AP joe biden
Democratic presidential candidate former Vice President Joe Biden participates in a CNN town hall moderated by CNN's Anderson Cooper in Moosic, Pa., Thursday, Sept. 17, 2020.
Carolyn Kaster/AP Photo
  • Former Vice President Joe Biden acknowledged that he has benefited from being white during a CNN town on Thursday night.
  • “I’ve benefited just because I don’t have to go through what my Black brothers and sisters have had to go through,” Biden told host Anderson Cooper.
  • Biden also contrasted his working-class background to President Donald Trump’s wealthy upbringing.
  • The veteran reporter Bob Woodward asked Trump whether he’s experienced white privilege, and the president replied, “No, I don’t feel that at all.”
  • Visit Business Insider’s homepage for more stories.

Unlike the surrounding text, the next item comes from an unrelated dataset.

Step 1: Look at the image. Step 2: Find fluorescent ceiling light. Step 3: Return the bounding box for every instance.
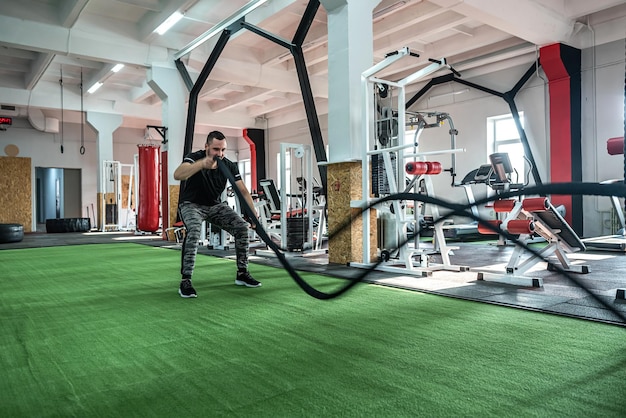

Democratic presidential nominee Joe Biden on Thursday acknowledged that white privilege has worked in his favor.

“I’ve benefited just because I don’t have to go through what my Black brothers and sisters have had to go through,” Biden told CNN’s Anderson Cooper during a drive-in town hall at PNC Field in Moosic, Pennsylvania.

White privilege refers to the societal advantages that white people can reap because of their race. This emerged as a hot-button issue as protests over racial injustice and police brutality swept the nation following the May 25 police killing of George Floyd in Minneapolis.

On June 19, the veteran journalist Bob Woodward asked Trump about being white in the United States, and was mocked for it.

“We share one thing in common: We’re white, privileged,” Woodward told Trump, according to audio recordings and Woodward’s new book, “Rage.”

"Do you have any sense that that privilege has isolated and put you in a cave, to a certain extent, as it put me and I think lots of white, privileged people in a cave? And that we have to work our way out of it to understand the anger and the pain particularly Black people feel in this country?" Woodward asked.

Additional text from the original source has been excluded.